The classic Mystery Science Theater 3000 (1989 – 1999) is remembered primarily for what goes on inside the Satellite of Love’s movie theater, namely the very funny riffing on extremely bad movies.
And yet, for many fans, the skit segments — which mark the beginning and end of the shows, and appear at other intervals throughout as well — remain equally memorable. Early in the run, many of the skits involved invention exchanges, while later in the run parodies of science fiction classics (like Star Trek [1966- 1969], Planet of the Apes (1968), or 2001: A Space Odyssey (1968) were often the order of the day.
Your mileage may vary, but these are the skits that made me laugh the hardest.
5. Captain Michael Nelson Janeway (Laserblast)
The final episode of the Comedy Central Mystery Science Theater 3000 years not only selected a fun movie to lampoon — the 1978 film, Laserblast — but also featured some of the greatest skits of the entire Mike Era.
In strong contention for that title is the skit that finds Mike dressed in Starfleet uniform as Captain Kathryn Janeway (Kate Mulgrew) of Star Trek: Voyager (1995 – 2001).
Here, the Satellite of Love is being pulled inexorably into a black hole, and Mike, as Janeway uses a flurry of indecipherable 1990s-era Star Trek techno-babble to save the ship from doom, all while adopting Mulgrew’s staccato style and macho brand of line delivery. The bots don’t know whether to be attracted to Mike in this new, husky guise…or simply terrified.
4. Joel and the Bots try to survive Mano: The Hands of Fate
Manos: the Hands of Fate is a favorite installment of MSTies everywhere, and the skits in the episode are top-notch from start to finish. The ending skit, with Torgo (Mike Nelson) delivering pizza to Deep 13 is a classic in its own right. But another skit, with Joel (Joel Hodgson) and the Bots in character as vacationers on a car trip 00 when pulled over by Sheriff Gypsy — is also funny, in part because it’s tough for the players to commit to it. The Bots and Joel try, but they get interrupted by TV’s Frank, who apologizes for the movie, and Crow breaks character because of the Manos-suffused (jazz?) soundtrack. There are some horrors you just can’t un-see and this skit is evidence that Manos fits the bill. It’s hard to have fun when you are watching the most incompetent film ever made.
3. It Stinks! (Pod People)
Joel, the Bots, and even the Mads perform a pitch-perfect mockery of a song featured in the bad movie of the week, Pod People. It has nothing to do with pods. And it has nothing to do with people. The song “Hear the Engines Roll Now” is virtually unintelligible in the film, but the MST-3K singers give it their all, with lyrics that grow increasingly nonsensical. Topping it all off, TV’s Frank (Frank Conniff) wears the same “I’m a Virgin” T-shirt as a very effete character in the film, and Joel offers a summation of the movie and the song in enthusiastic close-up. “It stinks!”

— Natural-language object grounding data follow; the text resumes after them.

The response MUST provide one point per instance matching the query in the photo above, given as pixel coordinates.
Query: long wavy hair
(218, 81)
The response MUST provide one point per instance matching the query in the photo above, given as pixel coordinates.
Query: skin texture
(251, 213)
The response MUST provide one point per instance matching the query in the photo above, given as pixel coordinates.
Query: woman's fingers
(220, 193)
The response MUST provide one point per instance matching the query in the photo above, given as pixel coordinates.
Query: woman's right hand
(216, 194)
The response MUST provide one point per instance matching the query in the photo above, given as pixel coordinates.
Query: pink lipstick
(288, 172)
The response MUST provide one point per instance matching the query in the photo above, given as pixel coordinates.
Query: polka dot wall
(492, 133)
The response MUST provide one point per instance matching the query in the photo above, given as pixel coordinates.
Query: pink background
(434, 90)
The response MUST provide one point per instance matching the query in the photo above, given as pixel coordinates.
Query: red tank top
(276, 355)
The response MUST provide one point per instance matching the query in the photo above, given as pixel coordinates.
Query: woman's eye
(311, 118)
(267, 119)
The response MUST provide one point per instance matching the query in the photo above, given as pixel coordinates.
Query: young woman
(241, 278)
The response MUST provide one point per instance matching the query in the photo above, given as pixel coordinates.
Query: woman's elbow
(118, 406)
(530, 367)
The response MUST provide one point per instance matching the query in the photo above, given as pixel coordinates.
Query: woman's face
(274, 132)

2. Timmy! (Fire Maidens of Outer Space)
Okay, this is more a series of skits than one skit. But throughout “Fire Maidens of Outer Space,” Crow (Trace Beaulieu), Tom Servo (Kevin Murphy), and Joel must contend with Crow’s evil doppelganger: a silent, silver-eyed bit of nightmare-fodder named Timmy. Timmy grows increasingly more disturbing throughout the show, finally attacking Tom Servo in the theater. The episode ends with an ode to the Alien saga, as Timmy cocoons Tom Servo, who begs Joel to “kill” him. Then Joel tosses Timmy out the airlock. The episode’s finale finds Timmy finding a new home in Deep 13, and showing a terrified TV’s Frank his alien-esque inner jaw.
1.Dr. Forrester Evolves into the Star Child (Laserblast)
The clip isn’t available on YouTube, alas, but the final skit of the Comedy Central years, in Laserblast, is a pitch-perfect, drop-dead parody of Stanley Kubrick’s 2001: A Space Odyssey. Mike and the Bots give up corporeality and become disembodied “light” in space, while Dr. Forrester (Trace Beaulieu) ages before our very eyes, finally, at one point, grasping not for the alien monolith, but for a giant rectangular videotape…the mythical “Worst Movie Ever Made.” He then transforms into a space baby, and lands in the loving care of his mother, Pearl Forrester (Mary Jo Pehl). The skit is so funny for the spot-on 2001 touches — including the Victorian sitting room, the broken glass of wine, and the heavy-breathing sound-effects — but also resonates in terms of Dr. Forrester’s journey for the first seven years on the series. His great experiment, his great success — the world’s worst movie — is within reach but never quite reached, never quite inflicted on his subjects. The statues of Crow and Servo, bracketing the videotape monolith, mockingly represent his failure.